Speaking on the findings, Hall Upchurch said: “This past year has led to travel’s great reset and one of the positive outcomes has been an awakening in terms of our greater responsibility to each other and to the planet. We’ve always felt that sustainability isn’t a trend – it’s a transformation – and there is a natural evolution that occurs in any movement that has a groundswell of support.”
A number of travel companies and properties are leading the way when it comes to sustainability. For example, andBeyond’s Sossusvlei Desert Lodge in Namibia recycles 26,417+ gallons of grey water a month / ©andBeyond
Nayara Resorts in Costa Rica have hired a reforestation expert to rebuild rainforest lost to deforestation– which began with the planting of 40,000 indigenous trees / ©Nayara Resorts
Indeed, the results do reveal that sustainable travel is becoming increasingly important, for example, given that pre-pandemic, one of the industry’s biggest sustainability concerns was ‘overtourism’ – think Venice’s packed narrow streets at the height of the summer season – Virtuoso’s survey indicates that 76% of respondents would be willing to visit a popular destination at an off-peak time of year.
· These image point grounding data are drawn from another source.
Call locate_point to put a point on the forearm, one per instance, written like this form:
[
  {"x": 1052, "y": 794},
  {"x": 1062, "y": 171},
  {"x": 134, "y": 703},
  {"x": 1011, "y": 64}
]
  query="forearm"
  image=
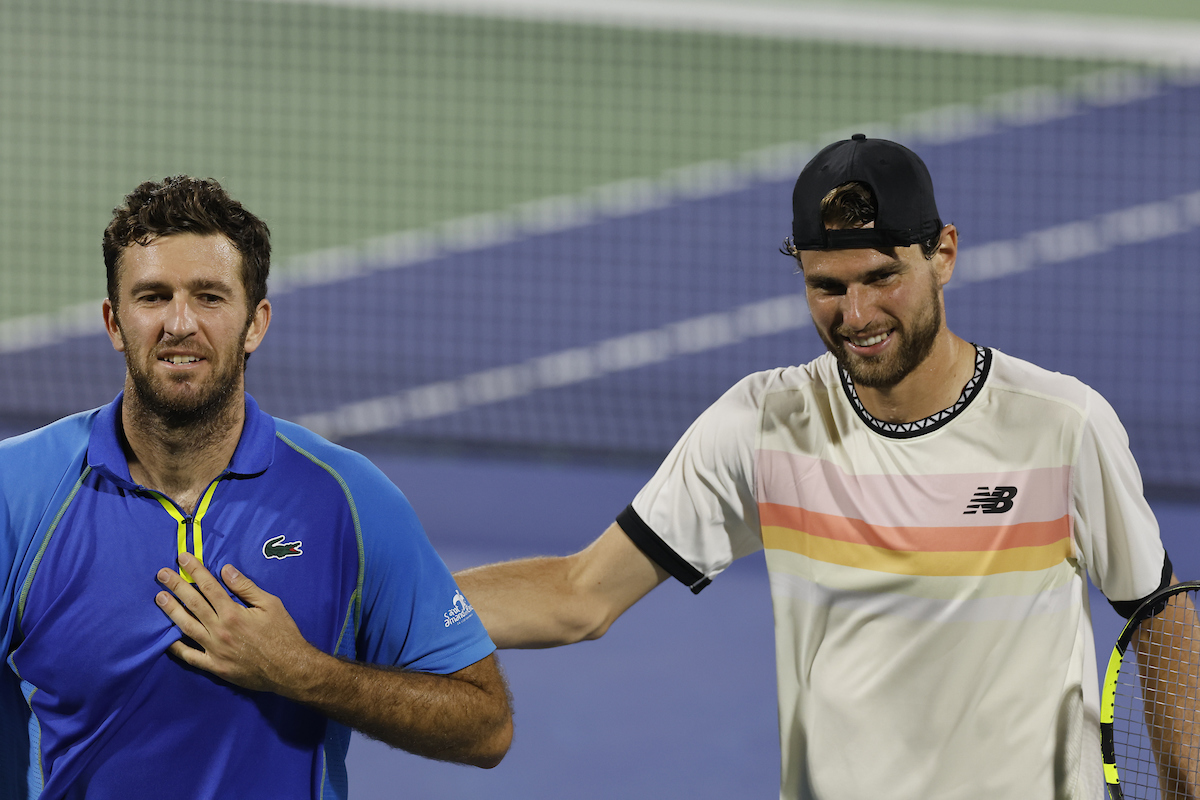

Interestingly, the vast majority of respondents felt that being more considerate would actually improve their overall trip, with 70% saying that traveling sustainably would enhance their vacation experience. Approximately 50% said that when making travel plans, booking with a hotel or travel company that has a strong sustainability policy is very important to them, something which Virtuoso believes has been accelerated by the pandemic.
[See also: andBeyond: Celebrating 30 years of Sustainable Luxury Travel]
“We’ve seen the consumer mindset move from basic awareness and a general sentiment of ‘someone should do something,’ to the notion of ‘I can and should do something.’ This renewed purpose coincides with the recognition of oneness that the pandemic has created, and it’s driving people to make different choices on their future travels than perhaps they did just over a year ago,” said Hall Upchurch.